While Chroma and ElasticSearch provided robust functionality, their index sizes were relatively large (550+ MB for Chroma and 800+ Mb for ElasticSearch). These indexes only include the embeddings for 5 test companies ONLY. This is not good because as I scale it out to the rest of the S&P 500, the final index size can be 100x larger. Again, not suitable for my local laptop 😀

FAISS index, on the other hand, is only about 200+ MB for the same 5 test companies. FAISS lacks a lot of the advanced filtering/native integration with Langchain though, so I need to investigate more. If you have any suggestions, please let me know via the comment below. (Further exploration of alternative vector stores like Weaviate or Pinecone might be beneficial?)

Query structuring

While it is good that I include a lot of metadata into each filing/chunk and have them as part of the embeddings, stored in the vector store, how do we tell the machine which filters to use? Lance from Langchain explained “Query structuring for metadata filters” in this video.
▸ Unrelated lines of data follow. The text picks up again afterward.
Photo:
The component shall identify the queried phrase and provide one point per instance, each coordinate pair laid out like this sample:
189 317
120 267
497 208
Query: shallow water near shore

I followed the approach and created the pydantic object below. This object includes fields that correspond to actual metadata tags found in financial filings, such as form types (10-K, 10-Q), reporting periods, filing dates, and company identifiers.

import datetime
from typing import Optional
from pydantic import BaseModel, Field

class FinancialFilingsSearch(BaseModel):
    """Search over a database of financial filings for a company, using the actual metadata tags from the filings."""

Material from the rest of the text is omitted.